A cerca 200km de Belém/PA, sede do epicentro global de debates sobre mudanças climáticas e alternativas para a proteção de povos e comunidades tradicionais na Amazônia — e que nos dias 08 e 09 de agosto é palco da Cúpula da Amazônia, que reunirá os presidenciáveis e autoridades da Panamazônia —, Tome-Açú testemunhou, em menos de uma semana, atentados contra quatro lideranças indígenas, que foram alvejadas com tiros e sangram na luta pela defesa de seus territórios.

Então, nesse momento, fica o questionamento: quantos indígenas precisam ser baleados ou morrer para chamar a atenção dos órgãos públicos para a responsabilização dos culpados pelos atentados e para garantir a proteção das comunidades indígenas do Alto Acará.

Diante da gravidade da situação e destes recorrentes ataques, exigimos que sejam tomadas providências urgentes no sentido de investigar e apurar rigorosamente estes crimes, com a devida responsabilização dos culpados.
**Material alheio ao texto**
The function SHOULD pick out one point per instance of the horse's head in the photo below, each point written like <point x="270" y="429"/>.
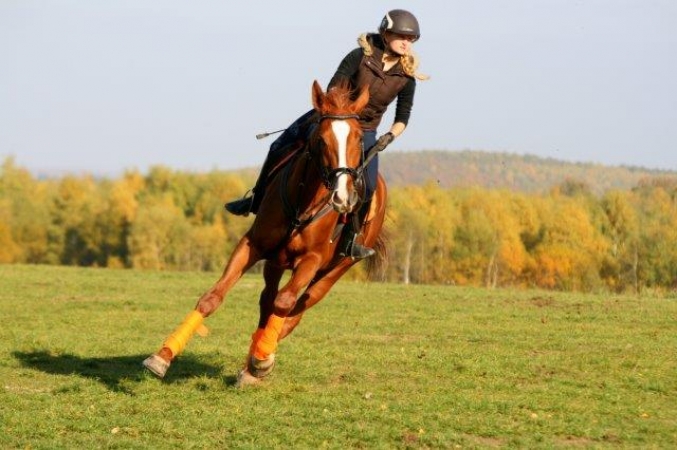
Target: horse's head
<point x="338" y="138"/>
Também, exigimos que o governo estadual e federal adote as providências para a solução do conflito territorial existente, garantindo e resguardando os direitos das comunidades indígenas, quilombolas e ribeirinhas. É necessária a intervenção da Polícia Federal.
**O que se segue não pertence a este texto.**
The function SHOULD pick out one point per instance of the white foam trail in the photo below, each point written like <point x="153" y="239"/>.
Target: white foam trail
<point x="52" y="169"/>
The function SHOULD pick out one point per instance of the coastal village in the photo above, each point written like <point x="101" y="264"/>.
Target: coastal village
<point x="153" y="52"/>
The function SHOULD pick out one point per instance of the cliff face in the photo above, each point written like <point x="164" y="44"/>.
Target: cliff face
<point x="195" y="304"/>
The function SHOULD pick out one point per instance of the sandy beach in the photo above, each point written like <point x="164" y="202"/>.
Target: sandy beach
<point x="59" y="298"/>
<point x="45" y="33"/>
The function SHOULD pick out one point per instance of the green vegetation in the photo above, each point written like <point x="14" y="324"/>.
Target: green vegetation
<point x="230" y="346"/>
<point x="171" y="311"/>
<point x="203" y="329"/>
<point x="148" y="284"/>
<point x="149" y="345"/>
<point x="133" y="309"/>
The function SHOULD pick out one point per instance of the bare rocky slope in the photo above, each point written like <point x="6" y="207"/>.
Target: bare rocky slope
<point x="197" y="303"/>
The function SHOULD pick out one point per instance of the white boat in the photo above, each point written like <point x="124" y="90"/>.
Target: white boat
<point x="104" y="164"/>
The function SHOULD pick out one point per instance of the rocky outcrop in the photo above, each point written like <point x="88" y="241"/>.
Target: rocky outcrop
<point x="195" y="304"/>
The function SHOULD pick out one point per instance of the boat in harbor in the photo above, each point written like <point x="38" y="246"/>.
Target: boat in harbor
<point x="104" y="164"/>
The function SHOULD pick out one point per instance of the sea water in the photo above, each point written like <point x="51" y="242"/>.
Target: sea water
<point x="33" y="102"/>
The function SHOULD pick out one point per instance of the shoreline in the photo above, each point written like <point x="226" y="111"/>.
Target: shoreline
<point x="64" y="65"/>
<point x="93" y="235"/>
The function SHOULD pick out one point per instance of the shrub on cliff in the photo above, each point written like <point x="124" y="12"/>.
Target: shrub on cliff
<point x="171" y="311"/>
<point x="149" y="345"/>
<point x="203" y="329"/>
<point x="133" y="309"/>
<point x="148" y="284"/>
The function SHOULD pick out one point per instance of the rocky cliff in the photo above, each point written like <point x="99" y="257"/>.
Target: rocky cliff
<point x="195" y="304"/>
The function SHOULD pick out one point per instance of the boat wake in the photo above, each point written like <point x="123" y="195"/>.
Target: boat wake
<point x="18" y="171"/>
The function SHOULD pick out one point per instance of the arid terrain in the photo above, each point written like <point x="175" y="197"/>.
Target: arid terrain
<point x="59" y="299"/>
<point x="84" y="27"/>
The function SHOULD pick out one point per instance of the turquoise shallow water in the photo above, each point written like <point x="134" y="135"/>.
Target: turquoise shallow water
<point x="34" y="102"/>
Associação Indígena Tembé de Tomé-Açu – AITTA
Associação Indígena Turiwara do Braço Grande – AITBG
Comissão Pastoral da Terra - CPT
Sociedade Paraense de Defesa dos Direitos Humanos - SDDH
Movimento dos Trabalhadores Rurais sem Terra - MST
Movimento dos Atingidos Por Barragens - MAB
Comissão de Direitos humanos da OAB/PA
Coletivo de Direitos Humanos na Amazônia Maparajuba
Instituto Zé Claudio e Maria - IZM Comitê Dorothy
Rede Liberdade Instituto Dom Azcona
Organização de Direitos Humanos Terra de Direitos
Cimi Regional norte 2
Movimento Mundial pelas Florestas Tropicais – WRM
Coordenação das Associações das Comunidades Remanescentes de Quilombos do Pará – Malungu
Gesterra (Grupo de estudo sociedade, território e resistência na Amazônia)/Icsa/UFPA (Marcel Hazeu e Solange Gayoso)
ONG- Global Witness Human Rights Watch- HRW

Outro lado

Em nota ao Brasil de Fato, a BBF afirmou que houve ameaças e agressões a trabalhadores da empresa, e argumentou que os ataques aconteceram para "conter a ação criminosa dos invasores". Confira abaixo a nota na íntegra.
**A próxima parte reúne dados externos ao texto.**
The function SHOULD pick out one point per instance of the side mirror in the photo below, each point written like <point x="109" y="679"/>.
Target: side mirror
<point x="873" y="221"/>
O Grupo BBF (Brasil BioFuels) esclarece que o Polo de Tomé-Açu, propriedade privada da empresa, composto pela Agrovila, Administração Geral e Áreas de Infraestrutura, foi invadido mais uma vez, na manhã desta segunda-feira (7), quando teve equipamentos incendiados e edificações destruídas por invasores indígenas.

Na ação, cerca de 30 invasores armados ameaçaram e agrediram trabalhadores da empresa, antes de incendiar dezenas de tratores, maquinários agrícolas e edificações da companhia. A equipe de segurança privada da companhia conseguiu conter a ação criminosa dos invasores e resguardar a vida dos trabalhadores que estavam no local.

O Grupo BBF reforça que tomou as medidas jurídicas cabíveis junto ao poder judiciário e solicitou o apoio aos órgãos de segurança pública do Estado do Pará. Dessa forma, aguarda uma rápida solução do caso.